The term 'transfer' in the Income Tax Act includes sale, exchange, relinquishment of asset, extinguishment of rights in an asset, or compulsory acquisition under law. Under Section 64 of the Income Tax Act, clubbing provisions have been provided. According to the Income Tax Act, while computing the total income of an individual, any income that arises directly or indirectly from assets transferred without adequate consideration are to be clubbed. If a person transfers a house without consideration to his spouse or a minor child, he i s deemed to be the owner of the house. As such, he is taxed accordingly.

In case a person transfers a house without consideration to his son's wife or child, he will not be deemed to be the owner of the house. However the income earned from the house property will be included in the income of the transferor. The transferee will continue to be treated as the owner of the house and the income computed in his hands is included in the income of the transferor.

In addition, in case an asset is transferred by an individual, directly or indirectly, without adequate consideration, to a person or association for the immediate or deferred benefit of his son's wife, the income arising from that property is included in the total income of the transferor.
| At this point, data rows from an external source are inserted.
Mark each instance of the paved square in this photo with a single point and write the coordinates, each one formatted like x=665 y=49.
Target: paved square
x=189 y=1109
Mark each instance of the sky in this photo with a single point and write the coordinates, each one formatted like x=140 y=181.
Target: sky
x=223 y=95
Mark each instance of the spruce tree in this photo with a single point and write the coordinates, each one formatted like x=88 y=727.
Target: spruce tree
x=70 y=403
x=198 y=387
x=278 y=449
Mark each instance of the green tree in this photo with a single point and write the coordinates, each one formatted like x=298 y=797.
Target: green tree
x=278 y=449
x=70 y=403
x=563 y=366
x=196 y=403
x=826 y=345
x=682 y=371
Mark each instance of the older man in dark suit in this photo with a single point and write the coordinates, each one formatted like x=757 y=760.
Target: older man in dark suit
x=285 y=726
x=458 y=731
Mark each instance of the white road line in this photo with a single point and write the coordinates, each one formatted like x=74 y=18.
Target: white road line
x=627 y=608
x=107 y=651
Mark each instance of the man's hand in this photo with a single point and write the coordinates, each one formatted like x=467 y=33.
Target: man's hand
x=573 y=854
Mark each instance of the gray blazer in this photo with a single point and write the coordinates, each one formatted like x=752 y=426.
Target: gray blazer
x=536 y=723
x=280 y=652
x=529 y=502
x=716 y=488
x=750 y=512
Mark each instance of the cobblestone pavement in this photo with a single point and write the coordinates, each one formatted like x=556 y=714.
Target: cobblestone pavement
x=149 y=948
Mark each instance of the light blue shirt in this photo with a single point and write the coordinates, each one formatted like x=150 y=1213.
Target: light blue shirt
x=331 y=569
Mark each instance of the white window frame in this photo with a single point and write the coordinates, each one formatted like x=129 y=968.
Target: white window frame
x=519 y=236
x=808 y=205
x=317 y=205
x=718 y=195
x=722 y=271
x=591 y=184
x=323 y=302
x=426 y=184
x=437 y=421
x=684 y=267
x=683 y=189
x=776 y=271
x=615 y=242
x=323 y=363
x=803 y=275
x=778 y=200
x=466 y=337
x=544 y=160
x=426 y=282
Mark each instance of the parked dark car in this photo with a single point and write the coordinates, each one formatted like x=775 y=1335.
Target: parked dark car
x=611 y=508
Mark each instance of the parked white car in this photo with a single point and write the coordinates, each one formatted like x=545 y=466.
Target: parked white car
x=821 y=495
Similarly, where a house is transferred by an individual for the immediate or deferred benefit of his spouse, the income arising from the transferred house is included in his total income.

As such, in case you buy a house in your wife's name but she has not monetarily contributed to the purchase, the rental income from that house will be treated as your income and taxed at the applicable rate.

In case an individual gifts cash to his wife, who in turn purchases a house with the money, the individual will not be treated as the fictional owner of the property. The taxable income of the wife from the property is included in the income of the individual in case she uses the house for her own residential purpose.